In Sonvico there were a total of 328 students (As of 2009). The Ticino education system provides up to three years of non-mandatory kindergarten and in Sonvico there were 48 children in kindergarten. The primary school program lasts for five years and includes both a standard school and a special school. In the quarter, 94 students attended the standard primary schools and 3 students attended the special school. In the lower secondary school system, students either attend a two-year middle school followed by a two-year pre-apprenticeship or they attend a four-year program to prepare for higher education. There were 86 students in the two-year middle school, while 43 students were in the four-year advanced program.
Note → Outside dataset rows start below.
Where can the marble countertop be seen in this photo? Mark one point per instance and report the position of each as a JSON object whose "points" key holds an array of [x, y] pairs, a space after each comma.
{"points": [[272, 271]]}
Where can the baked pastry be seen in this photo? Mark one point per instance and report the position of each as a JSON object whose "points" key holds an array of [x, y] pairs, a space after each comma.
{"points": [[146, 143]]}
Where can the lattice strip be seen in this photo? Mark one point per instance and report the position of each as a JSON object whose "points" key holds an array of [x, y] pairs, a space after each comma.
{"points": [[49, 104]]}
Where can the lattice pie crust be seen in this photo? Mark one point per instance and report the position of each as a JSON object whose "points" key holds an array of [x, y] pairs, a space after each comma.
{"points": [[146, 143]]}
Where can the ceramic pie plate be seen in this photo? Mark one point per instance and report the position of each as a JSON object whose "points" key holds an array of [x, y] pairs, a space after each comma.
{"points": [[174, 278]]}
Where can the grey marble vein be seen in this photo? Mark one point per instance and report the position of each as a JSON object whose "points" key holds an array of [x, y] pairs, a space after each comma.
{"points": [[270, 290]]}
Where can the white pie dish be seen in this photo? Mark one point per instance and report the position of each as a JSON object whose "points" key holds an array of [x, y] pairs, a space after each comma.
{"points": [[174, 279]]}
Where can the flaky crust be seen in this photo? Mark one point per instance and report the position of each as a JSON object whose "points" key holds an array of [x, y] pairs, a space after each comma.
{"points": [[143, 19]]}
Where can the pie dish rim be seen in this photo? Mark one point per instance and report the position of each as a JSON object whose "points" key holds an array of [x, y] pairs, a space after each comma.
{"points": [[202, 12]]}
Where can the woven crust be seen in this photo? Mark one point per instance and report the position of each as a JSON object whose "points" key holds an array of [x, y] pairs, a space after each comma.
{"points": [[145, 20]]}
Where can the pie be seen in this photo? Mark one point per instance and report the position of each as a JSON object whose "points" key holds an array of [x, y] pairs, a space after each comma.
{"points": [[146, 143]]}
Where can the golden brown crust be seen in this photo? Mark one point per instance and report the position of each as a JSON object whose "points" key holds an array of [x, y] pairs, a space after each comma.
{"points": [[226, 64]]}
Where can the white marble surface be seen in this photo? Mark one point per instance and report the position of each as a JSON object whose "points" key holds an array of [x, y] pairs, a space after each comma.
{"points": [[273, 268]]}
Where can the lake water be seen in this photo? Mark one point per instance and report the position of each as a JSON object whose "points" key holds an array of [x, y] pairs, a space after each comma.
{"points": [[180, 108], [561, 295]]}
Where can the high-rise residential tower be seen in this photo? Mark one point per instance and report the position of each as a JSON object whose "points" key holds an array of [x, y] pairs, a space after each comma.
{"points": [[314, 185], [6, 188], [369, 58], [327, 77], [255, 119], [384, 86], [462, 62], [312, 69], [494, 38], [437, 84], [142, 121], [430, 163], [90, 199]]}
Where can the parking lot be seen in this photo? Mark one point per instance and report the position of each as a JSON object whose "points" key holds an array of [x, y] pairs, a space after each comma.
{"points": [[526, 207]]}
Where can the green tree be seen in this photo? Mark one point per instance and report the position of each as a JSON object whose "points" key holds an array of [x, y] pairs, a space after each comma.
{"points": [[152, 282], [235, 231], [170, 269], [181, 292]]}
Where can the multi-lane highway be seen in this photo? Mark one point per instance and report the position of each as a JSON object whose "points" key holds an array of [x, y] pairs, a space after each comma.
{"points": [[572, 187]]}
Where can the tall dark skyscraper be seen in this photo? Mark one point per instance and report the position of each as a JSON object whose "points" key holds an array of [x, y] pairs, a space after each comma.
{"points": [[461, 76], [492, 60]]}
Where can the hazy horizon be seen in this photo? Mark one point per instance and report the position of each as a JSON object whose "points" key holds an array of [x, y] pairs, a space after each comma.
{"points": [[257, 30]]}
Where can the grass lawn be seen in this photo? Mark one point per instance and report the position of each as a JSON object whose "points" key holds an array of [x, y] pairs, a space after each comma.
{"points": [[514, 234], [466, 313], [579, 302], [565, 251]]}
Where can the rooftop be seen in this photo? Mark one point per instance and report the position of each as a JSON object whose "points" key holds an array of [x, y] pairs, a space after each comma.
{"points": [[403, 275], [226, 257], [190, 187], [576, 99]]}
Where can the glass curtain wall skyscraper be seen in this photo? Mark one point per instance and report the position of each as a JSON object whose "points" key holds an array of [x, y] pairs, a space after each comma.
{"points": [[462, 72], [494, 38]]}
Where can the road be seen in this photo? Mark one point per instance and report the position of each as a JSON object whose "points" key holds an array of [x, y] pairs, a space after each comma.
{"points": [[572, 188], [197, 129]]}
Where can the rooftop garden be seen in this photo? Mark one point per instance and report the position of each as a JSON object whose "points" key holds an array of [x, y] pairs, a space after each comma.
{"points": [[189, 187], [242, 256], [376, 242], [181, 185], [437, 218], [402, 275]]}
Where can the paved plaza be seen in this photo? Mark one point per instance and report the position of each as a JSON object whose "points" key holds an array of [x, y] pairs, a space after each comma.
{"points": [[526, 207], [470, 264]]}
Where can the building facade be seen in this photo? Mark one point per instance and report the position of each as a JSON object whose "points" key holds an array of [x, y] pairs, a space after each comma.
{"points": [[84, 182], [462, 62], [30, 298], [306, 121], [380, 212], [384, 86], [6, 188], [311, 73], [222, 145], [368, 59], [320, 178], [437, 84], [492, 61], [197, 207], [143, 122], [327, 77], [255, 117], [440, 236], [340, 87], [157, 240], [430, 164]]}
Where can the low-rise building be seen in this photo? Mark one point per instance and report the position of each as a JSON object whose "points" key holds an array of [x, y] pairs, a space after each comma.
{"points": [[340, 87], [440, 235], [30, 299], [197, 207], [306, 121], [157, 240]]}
The upper secondary school includes several options, but at the end of the upper secondary program, a student will be prepared to enter a trade or to continue on to a university or college. In Ticino, vocational students may either attend school while working on their internship or apprenticeship (which takes three or four years) or may attend school followed by an internship or apprenticeship (which takes one year as a full-time student or one and a half to two years as a part-time student). There were 22 vocational students who were attending school full-time and 23 who attend part-time.

The professional program lasts three years and prepares a student for a job in engineering, nursing, computer science, business, tourism and similar fields. There were 9 students in the professional program.

As of 2000, there were 5 students in Sonvico who came from another municipality, while 132 residents attended schools outside the quarter.